RedfordDec. 14, 2021, 7:23 p.m.

- Suddenly, 3h before the end the scoreboard was frozen (i.e. stopped being updated). There was no mention of this in the rules or any prior announcement. Overall I don't like the idea of hiding the scoreboard for many reasons, but hiding it _and_ not saying before that this would happen is absolute worst.

Challenges:
- Overall, the A-D challenges themself seemed quite boring and the bugs didn't make too much sense and seemed artificial (not resembling a real bug a programmer could make, but see below).
- E.g. the crypto chall (chall3) had a backdoor, but added in a totally unrealistic way which didn't make too much logical sense to us - it was a deliberate and non-obvious backdoor in the math algorithm, which would make sense on its own, but they connected it with a very obvious fail (using rand() for key generation). You either backdoor the software and want it to not be detected easily (the first bug) or don't care (the second bug). But you don't do both at the same time? And I don't have a problem with unrealistic challenges per se, sometimes it makes sense to simplify some aspects to "distill" the interesting part of the problem (I even do this often myself!). But this case is different - they both made the challenge unrealistic _and_ obfuscated the math problem.
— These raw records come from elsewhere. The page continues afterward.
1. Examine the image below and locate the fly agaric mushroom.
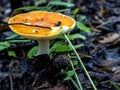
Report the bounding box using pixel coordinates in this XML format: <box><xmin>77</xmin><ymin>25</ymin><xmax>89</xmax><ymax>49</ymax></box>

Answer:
<box><xmin>8</xmin><ymin>11</ymin><xmax>76</xmax><ymax>55</ymax></box>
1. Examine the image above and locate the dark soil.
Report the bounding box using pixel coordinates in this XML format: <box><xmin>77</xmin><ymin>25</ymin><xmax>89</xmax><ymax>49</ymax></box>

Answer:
<box><xmin>0</xmin><ymin>0</ymin><xmax>120</xmax><ymax>90</ymax></box>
- There was something weird about the satellite simulation. The satellite was partially simulated, but we didn't know what was real and how the simulation worked (e.g. different sensors gave readings indicating differents orbits, they were probably simulated incorrectly resulting in contradictory readings; also, we thought that the battery is real, until we managed to _slow down the time_ by exploiting a bug, like literally slowing down the matrix...). All of this was a surprise, there was no description of the setup, so we assumed that this will be +/- a realistic scenario. But we got a half-simulated satellite, without any mention which part is real and which is simulated, we had to guess everything.
- There was only a single challenge available at a time for most of the competition, which made this CTF quite linear for (IMO) no good reason. A lot of people in our team just didn't have any task to do.
- Some challenges were released right before the end, which is a pretty bad practice in CTFs. It just adds more chaos and randomness to the competition in my opinion.